« Dans mon film, il n'y a aucun espoir »

Par Antoine du Jeu
le Mercredi 21 Novembre 2018

mumbaiDécouvert à la Quinzaine des réalisateurs en 2016, The Mumbai Murders d'Anurag Kashyap raconte la poursuite infernale d'un tueur en série par un policier insomniaque et corrompu. 


The Mumbai Murders a une vraie puissance politique. Comment a-t-il été reçu en Inde ? 

Mes films divisent toujours. Soit les gens aiment beaucoup The Mumbai Murders, soit ils sont très en colère car il n'y a pas de personnages positifs. La plupart des films bollywoodiens sont plein d'espoir. Dans mon film, il n'y en a aucun. 

C'est l'histoire d'une traque, mais géographiquement assez statique. Qu'est-ce qui vous a décidé à tourner dans les bidonvilles de Bombay ? 

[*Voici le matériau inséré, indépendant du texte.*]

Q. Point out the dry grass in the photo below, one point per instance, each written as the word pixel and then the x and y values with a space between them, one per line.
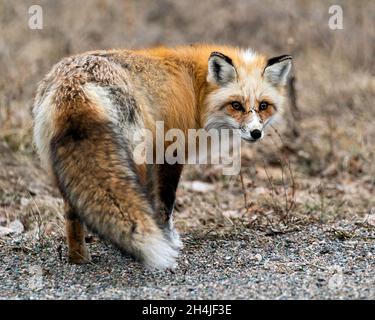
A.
pixel 324 174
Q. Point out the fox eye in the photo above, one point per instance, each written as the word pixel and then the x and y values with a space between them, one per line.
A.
pixel 237 106
pixel 263 106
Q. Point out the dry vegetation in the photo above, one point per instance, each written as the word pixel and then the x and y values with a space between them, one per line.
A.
pixel 323 174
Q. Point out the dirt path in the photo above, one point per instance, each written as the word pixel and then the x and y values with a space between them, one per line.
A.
pixel 316 262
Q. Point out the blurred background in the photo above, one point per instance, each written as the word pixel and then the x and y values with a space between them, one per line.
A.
pixel 317 167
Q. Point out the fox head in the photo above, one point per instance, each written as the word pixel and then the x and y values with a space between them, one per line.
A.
pixel 246 91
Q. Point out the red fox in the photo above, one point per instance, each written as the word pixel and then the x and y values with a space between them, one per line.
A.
pixel 87 106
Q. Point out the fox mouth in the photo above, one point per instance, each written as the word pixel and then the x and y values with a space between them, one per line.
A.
pixel 248 139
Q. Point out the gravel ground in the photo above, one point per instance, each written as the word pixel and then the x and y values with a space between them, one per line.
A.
pixel 315 262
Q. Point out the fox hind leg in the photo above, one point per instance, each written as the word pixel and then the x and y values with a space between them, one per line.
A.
pixel 75 235
pixel 168 178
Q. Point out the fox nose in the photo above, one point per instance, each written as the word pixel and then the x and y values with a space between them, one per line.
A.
pixel 256 134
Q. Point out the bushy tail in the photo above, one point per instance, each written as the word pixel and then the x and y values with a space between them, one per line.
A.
pixel 96 174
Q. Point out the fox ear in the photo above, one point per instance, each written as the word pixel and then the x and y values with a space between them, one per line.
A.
pixel 278 69
pixel 220 69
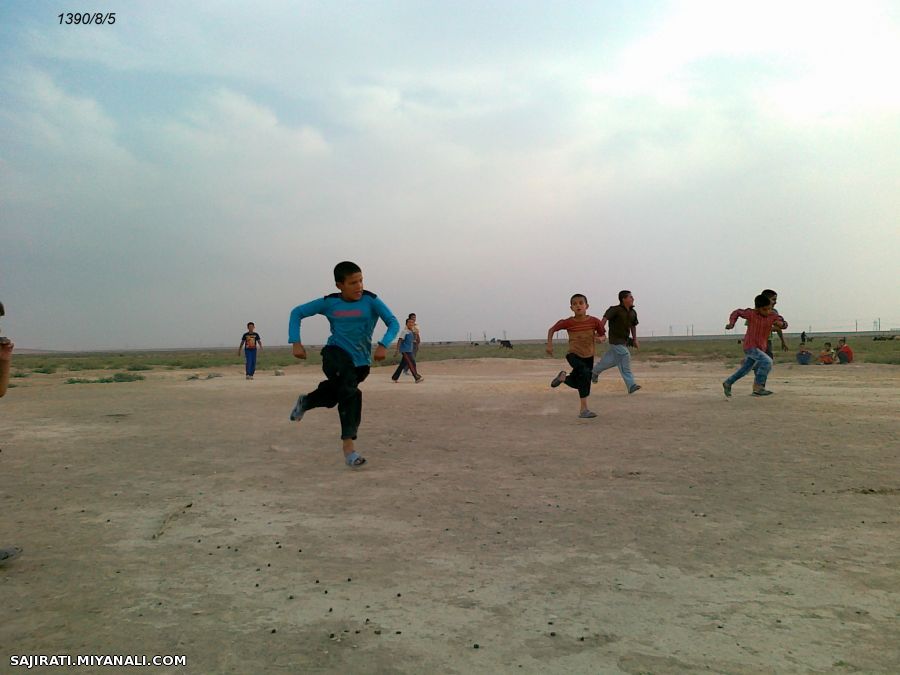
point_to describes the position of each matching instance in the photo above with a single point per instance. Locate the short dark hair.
(344, 269)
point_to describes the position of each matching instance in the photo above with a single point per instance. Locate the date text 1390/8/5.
(87, 18)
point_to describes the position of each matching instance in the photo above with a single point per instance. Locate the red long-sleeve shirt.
(759, 327)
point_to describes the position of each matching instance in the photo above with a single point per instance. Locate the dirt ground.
(491, 530)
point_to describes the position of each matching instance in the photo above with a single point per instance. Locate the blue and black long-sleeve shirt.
(352, 323)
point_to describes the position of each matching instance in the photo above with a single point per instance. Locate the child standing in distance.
(346, 357)
(759, 326)
(250, 341)
(623, 322)
(6, 346)
(583, 330)
(416, 341)
(406, 348)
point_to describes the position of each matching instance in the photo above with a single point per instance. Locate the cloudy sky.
(196, 165)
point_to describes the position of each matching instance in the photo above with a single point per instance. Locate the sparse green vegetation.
(118, 377)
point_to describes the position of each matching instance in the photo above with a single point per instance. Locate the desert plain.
(491, 531)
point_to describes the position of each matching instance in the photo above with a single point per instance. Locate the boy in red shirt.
(759, 326)
(583, 331)
(845, 354)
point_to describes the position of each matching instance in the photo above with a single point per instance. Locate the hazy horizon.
(192, 167)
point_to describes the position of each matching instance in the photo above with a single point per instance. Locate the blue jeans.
(617, 355)
(757, 360)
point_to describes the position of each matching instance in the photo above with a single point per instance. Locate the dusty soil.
(676, 533)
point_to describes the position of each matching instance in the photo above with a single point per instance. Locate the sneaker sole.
(298, 411)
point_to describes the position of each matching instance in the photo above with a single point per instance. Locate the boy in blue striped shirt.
(347, 355)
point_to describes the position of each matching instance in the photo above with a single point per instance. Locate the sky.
(194, 166)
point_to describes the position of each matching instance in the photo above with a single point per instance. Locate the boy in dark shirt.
(347, 356)
(622, 332)
(250, 341)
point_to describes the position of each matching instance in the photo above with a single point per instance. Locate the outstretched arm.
(393, 328)
(742, 313)
(299, 313)
(555, 327)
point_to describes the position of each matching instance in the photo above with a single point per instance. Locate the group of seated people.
(843, 354)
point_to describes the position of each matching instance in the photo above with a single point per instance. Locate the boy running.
(347, 355)
(622, 332)
(583, 330)
(759, 327)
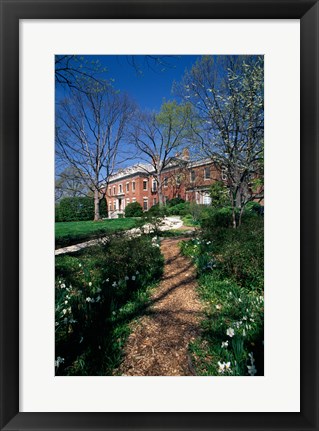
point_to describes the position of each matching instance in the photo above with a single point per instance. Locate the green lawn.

C'est là où se trouvent les victimes. Ce sont d'abord les victimes de l'ordre social avant d'être celles d'un criminel. Si un crime a lieu dans les bidonvilles, on ne va pas chercher à le résoudre. Je me suis inspiré de l'histoire vraie de Raman Raghav qui ne tuait que dans les bidonvilles dans les années soixante. Il s'attaquait seulement aux gens incapables de se défendre. Je voulais jouer sur cette idée d'insécurité constante. Mon film parle de ce quotidien menacé. 

Vous n'entrez jamais dans la psychologie de votre tueur, Ramana. Mais lui justifie ses crimes en faisant appel au mysticisme. Vous mélangez cette dimension avec le trivial. 

Exactement mais ça vient aussi de l'ordre social du pays. Comme mon Premier ministre, le tueur joue sur le sentiment d'insécurité et la peur. Il se sert de la religion pour justifier ses crimes. Quand il les commet, c'est comme s'il jouissait. Ça en dit long sur ce qui se passe dans mon pays... Bien sûr Ramana est aussi un dérangé : il prend plaisir à tuer. C'est presque un besoin vital pour lui. 

On peut voir le tueur aussi, comme un sans-abri. Quand il se dénonce, Raghavan, le flic corrompu, pense qu'il ment pour aller en prison et manger gratuitement. C'est terrible comme constat. 

En Inde, beaucoup de gens commettent des crimes pour se faire attraper. Ils essaient d'échapper à la rue. Dehors, ils supplient pour avoir à manger. En prison, s'ils ne mangent pas, ils sont punis car ils doivent rester en vie. 

Au sein du foyer de la famille de Ramana, la violence est aussi constante, notamment envers la soeur. Comment avez-vous mis en place ce huis clos, assez anxiogène ? 

J'ai tourné la scène dans un espace très étriqué et les acteurs étaient très proches les uns des autres. D'où la sensation de claustrophobie. Ramana essaie d'humilier sa soeur devant son mari et son enfant en insinuant des relations incestueuses. Il jouit du pouvoir qu'il a sur eux. Lorsqu'il les sent vulnérables, lui se sent puissant. Mais je voulais filmer la scène très simplement, comme un instant du quotidien. 

À travers les récits de Ramana et Raghavan vous parlez aussi des enfances martyrisées et de la crainte de la famille. 

Raghavan joue un rôle que son père a choisi pour lui. C'est aussi une victime du désir de son père de le voir en policier. Il se voit comme on a l'habitude de voir les flics dans les films indiens avec des lunettes Aviator, etc. L'Inde est une société très patriarcale.